R Gordon and Son team Andrew Gordon and Nathan Gordon study old newspaper ads for the business which has seen five generations of the Gordon family work and operate out of the same office building in Lismore.
R Gordon and Son team Andrew Gordon and Nathan Gordon study old newspaper ads for the business which has seen five generations of the Gordon family work and operate out of the same office building in Lismore. Marc Stapelberg

90 years: Huge milestone for Lismore real estate agency

FROM a surge in property prices to the rise of the internet, a few things have changed in the real estate game since 1928.

Lismore's R Gordon & Son have seen it all, and the fifth-generation agency will celebrate 90 years this year.

Licensee Andrew Gordon said when he was growing up in the 1970s, he was often helping with the livestock which was then the bread and butter of the business.

"We spent more time chasing cattle than going to school," Mr Gordon said.

He has also seen the business, still located in its original home on Molesworth St, survive more floods than you can poke a stick at.

"I was here in 1974 when we had eight feet of water come through (the office)," he said.

"I was 10 and we swam through the '74 flood to get back here to clean it up."

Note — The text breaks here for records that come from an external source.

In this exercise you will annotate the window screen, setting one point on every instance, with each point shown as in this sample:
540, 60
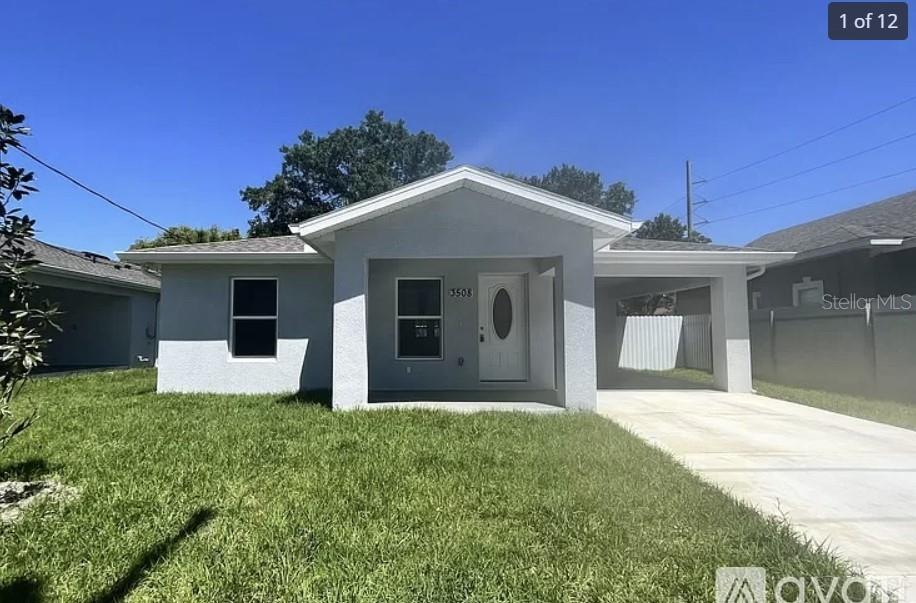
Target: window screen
419, 318
254, 318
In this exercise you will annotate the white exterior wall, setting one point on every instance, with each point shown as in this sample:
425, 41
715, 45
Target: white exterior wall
194, 330
468, 224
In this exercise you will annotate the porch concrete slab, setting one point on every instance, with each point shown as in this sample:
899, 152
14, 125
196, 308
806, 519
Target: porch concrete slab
841, 480
469, 406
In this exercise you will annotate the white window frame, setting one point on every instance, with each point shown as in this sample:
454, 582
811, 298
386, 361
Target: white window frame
805, 284
440, 317
233, 318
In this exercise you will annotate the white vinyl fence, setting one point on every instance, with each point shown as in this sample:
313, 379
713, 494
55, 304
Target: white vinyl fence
664, 342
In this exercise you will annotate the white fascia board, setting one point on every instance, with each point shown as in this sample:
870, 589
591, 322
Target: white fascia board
638, 256
471, 178
217, 257
92, 278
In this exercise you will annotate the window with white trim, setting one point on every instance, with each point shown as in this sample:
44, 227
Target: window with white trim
808, 292
418, 322
253, 309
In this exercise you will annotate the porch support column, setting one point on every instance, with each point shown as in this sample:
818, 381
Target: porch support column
580, 383
351, 357
731, 344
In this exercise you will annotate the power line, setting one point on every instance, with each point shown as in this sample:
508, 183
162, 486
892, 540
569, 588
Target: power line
809, 197
813, 140
92, 191
817, 167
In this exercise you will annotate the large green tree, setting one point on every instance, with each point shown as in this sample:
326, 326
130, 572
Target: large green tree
666, 227
321, 173
183, 235
585, 186
24, 318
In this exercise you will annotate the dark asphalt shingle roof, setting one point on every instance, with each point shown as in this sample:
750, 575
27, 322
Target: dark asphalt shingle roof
90, 264
633, 244
891, 218
281, 244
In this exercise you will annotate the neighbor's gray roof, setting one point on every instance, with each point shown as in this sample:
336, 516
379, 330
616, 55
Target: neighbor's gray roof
633, 244
890, 218
281, 244
91, 264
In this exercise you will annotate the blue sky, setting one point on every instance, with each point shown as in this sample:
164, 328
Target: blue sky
172, 107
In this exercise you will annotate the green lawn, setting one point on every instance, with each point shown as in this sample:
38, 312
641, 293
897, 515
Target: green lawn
901, 414
235, 498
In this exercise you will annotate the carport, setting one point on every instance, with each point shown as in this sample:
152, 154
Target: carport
633, 267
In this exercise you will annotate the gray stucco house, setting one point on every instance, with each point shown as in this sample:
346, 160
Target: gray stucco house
867, 251
108, 308
462, 284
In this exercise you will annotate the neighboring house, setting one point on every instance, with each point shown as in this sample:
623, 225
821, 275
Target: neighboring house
465, 285
864, 252
108, 308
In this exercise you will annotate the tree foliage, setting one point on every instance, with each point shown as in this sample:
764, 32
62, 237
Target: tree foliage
322, 173
587, 187
23, 320
666, 227
183, 235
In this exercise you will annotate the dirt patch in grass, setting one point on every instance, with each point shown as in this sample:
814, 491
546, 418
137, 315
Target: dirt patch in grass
16, 497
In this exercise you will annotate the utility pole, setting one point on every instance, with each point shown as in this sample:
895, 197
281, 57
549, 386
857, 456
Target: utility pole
689, 202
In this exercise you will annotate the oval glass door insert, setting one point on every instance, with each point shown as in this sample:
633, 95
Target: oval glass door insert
502, 313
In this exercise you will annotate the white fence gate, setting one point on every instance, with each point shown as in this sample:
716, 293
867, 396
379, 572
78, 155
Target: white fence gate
661, 343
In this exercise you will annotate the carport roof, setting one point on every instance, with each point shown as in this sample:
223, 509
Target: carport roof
70, 263
650, 251
657, 245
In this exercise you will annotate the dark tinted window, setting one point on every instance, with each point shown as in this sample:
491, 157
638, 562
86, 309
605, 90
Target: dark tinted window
419, 338
254, 337
254, 297
420, 297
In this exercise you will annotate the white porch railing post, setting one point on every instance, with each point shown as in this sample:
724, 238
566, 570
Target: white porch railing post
731, 354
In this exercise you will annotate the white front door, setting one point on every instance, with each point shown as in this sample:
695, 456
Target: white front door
502, 313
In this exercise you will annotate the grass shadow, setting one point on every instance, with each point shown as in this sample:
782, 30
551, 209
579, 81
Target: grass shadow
22, 590
315, 397
156, 554
24, 471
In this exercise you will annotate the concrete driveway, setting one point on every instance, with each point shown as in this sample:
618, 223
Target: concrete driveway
846, 481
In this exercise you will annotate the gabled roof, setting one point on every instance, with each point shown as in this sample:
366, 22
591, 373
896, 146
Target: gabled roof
507, 189
282, 248
70, 263
893, 218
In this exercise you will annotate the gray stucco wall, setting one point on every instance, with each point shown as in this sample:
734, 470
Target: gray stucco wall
467, 224
459, 326
842, 274
194, 330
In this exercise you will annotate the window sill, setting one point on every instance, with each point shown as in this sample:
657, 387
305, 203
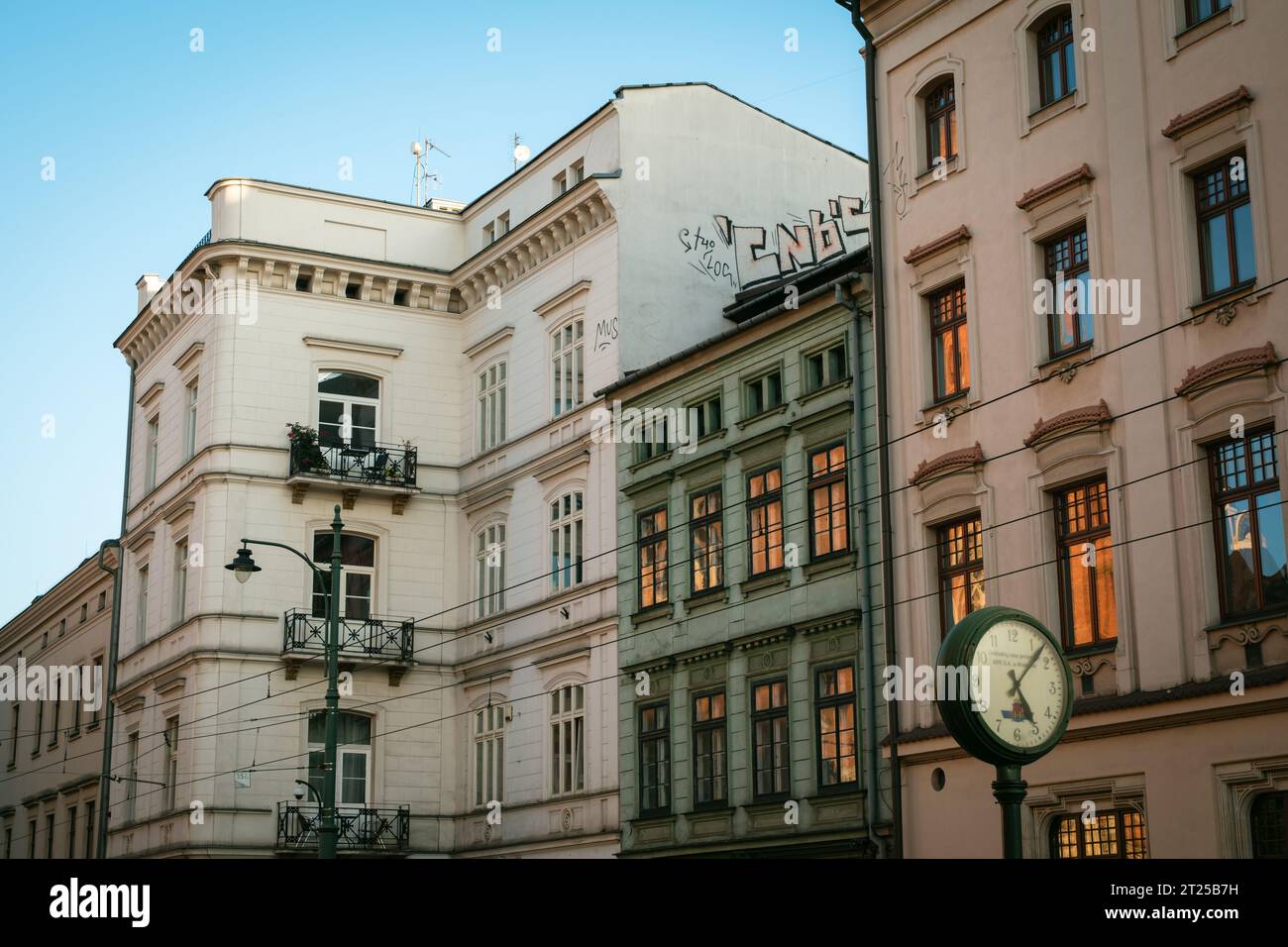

Mr Gordon, whose great-grandfather Robert founded the business in 1928, said it was important for the business to have persevered for so many years.

"It means everything for us because it shows a continuity in the community in which we grew up," he said.

"We saw the '70s and the '80s when things were difficult.

 

"I don't think the challenges have changed... but the way we address our challenges has changed."

His son and office manager Nathan Gordon, who has been working with the family business for the past 11 years, recalled heading into town as a child and beelining for his grandfather James' office.

He has seen plenty of changes hit the industry.

 

While livestock once formed a huge part of their work, he said their business was now based solely around residential and rural properties.

This has come with a huge demographic shift across the region, more smaller subdivisions and a spike in the number of hobby farms compared to commercial agricultural properties.

"I wouldn't say it's good or bad, it's change and it's inevitable change," Mr Gordon said.

"We've seen the movement from being a stock and station region to more developments and recreational properties.

"It's had a huge impact. The main influx would be people coming from the east.

"It's people coming from other areas to move to a lifestyle property."

As the nature of their work has changed, Mr Gordon said it was rewarding for them to help residents sell their homes and to help newcomers find the perfect place to live.

He said the office space had experienced a host of renovations over the years, mostly forced as a result of floods, the worst of which were last year and in 1974.

"We've been through some floods, 1974 being the biggest of course," he said.

"But with the latest flood last March we have five feet of water through here.

 

"We did a bit of forced renovation then, and in 2001 as well."

With two young children and a third on the way, he hoped their business would continue to have a strong presence on the Northern Rivers for generations to come.